Aires de fiesta se respiraban en el pueblo. Las casas se vaciaban de sus moradores que, en grupos compactos, se dirigían al lugar donde más recientemente había sido avistado el minúsculo paquidermo.
Los vecinos amenizaban su búsqueda con cantos y palmas al tiempo que reclutaban nuevos contingentes de curiosos.
Al cabo de una hora, varias columnas recorrían el pueblo con un único objetivo: acorralar y apresar al gorrino.
Sólo los viejos permanecían recostados en el quicio de la puerta o sentados en el umbral. Pero como la euforia era general, cuando una comitiva pasaba por delante de ellos, sentían el impulso de sumarse. Arrebato que sus cuerpos desgastados y achacasos impedían materializar.

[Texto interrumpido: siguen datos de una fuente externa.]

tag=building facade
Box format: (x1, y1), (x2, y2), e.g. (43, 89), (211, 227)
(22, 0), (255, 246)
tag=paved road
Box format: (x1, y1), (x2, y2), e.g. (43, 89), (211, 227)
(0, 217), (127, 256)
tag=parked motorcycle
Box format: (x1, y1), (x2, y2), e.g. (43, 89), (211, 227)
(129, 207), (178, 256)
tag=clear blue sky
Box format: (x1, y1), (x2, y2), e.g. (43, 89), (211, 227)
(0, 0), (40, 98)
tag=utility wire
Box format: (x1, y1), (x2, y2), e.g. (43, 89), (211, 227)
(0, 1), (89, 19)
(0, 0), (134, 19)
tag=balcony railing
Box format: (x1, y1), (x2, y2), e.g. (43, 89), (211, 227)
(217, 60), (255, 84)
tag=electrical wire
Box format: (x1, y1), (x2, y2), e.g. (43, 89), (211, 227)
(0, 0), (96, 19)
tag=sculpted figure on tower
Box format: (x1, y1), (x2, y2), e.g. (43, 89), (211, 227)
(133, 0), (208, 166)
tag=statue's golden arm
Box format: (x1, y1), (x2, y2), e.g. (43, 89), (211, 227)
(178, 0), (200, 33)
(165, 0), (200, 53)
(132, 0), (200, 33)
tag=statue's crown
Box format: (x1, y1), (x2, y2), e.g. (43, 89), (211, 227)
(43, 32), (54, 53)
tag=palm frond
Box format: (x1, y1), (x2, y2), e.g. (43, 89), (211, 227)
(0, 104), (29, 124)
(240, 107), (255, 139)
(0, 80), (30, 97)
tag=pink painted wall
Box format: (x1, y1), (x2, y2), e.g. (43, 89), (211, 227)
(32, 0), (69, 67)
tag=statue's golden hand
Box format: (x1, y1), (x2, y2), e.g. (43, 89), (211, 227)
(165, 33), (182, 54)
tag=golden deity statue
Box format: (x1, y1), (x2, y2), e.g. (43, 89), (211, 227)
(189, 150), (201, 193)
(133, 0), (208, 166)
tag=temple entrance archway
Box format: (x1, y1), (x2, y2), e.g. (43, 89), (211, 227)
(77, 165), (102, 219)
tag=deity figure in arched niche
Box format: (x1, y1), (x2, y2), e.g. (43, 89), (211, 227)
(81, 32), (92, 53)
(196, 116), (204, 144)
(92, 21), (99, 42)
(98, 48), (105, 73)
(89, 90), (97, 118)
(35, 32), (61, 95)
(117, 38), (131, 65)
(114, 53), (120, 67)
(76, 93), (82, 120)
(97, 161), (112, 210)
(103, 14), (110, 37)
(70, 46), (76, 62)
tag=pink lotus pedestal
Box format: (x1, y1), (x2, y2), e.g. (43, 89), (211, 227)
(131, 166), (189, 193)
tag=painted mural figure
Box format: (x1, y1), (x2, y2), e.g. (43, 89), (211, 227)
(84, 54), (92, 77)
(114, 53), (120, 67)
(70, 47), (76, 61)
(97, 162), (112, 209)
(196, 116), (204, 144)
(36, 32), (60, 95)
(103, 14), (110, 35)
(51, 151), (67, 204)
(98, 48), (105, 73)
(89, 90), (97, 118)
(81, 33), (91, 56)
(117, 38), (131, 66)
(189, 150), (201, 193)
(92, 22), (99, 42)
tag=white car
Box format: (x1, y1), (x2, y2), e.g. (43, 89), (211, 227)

Ellos fueron los primeros en advertir algo raro.
Se sucedían los desfiles con sus enjambres de niños que servían de enlace entre los distintos batallones, a los que escoltaban alborotando y soplando a pleno pulmón en unos trompetines que nadie sabía dónde los habían agenciado.
Con una punta de ansiedad, los viejos preguntaban si aún no habían dado caza al lechón. Ante la respuesta negativa, volvían a preguntar si al menos se sabía por dónde andaba. Sobre este particular las versiones eran contradictorias.
Procurando hacer oír su cascada voz en medio de la algarabía, planteaban la siguiente cuestión: “¿Quién ha sido el último que ha visto al cerdito?”.
Los interpelados se encogían de hombros y contestaban que no tenían ni idea.
Escamados, los viejos aconsejaban a sus convecinos que tuviesen cuidado, pero su advertencia se perdía en el tumulto sin tener eco.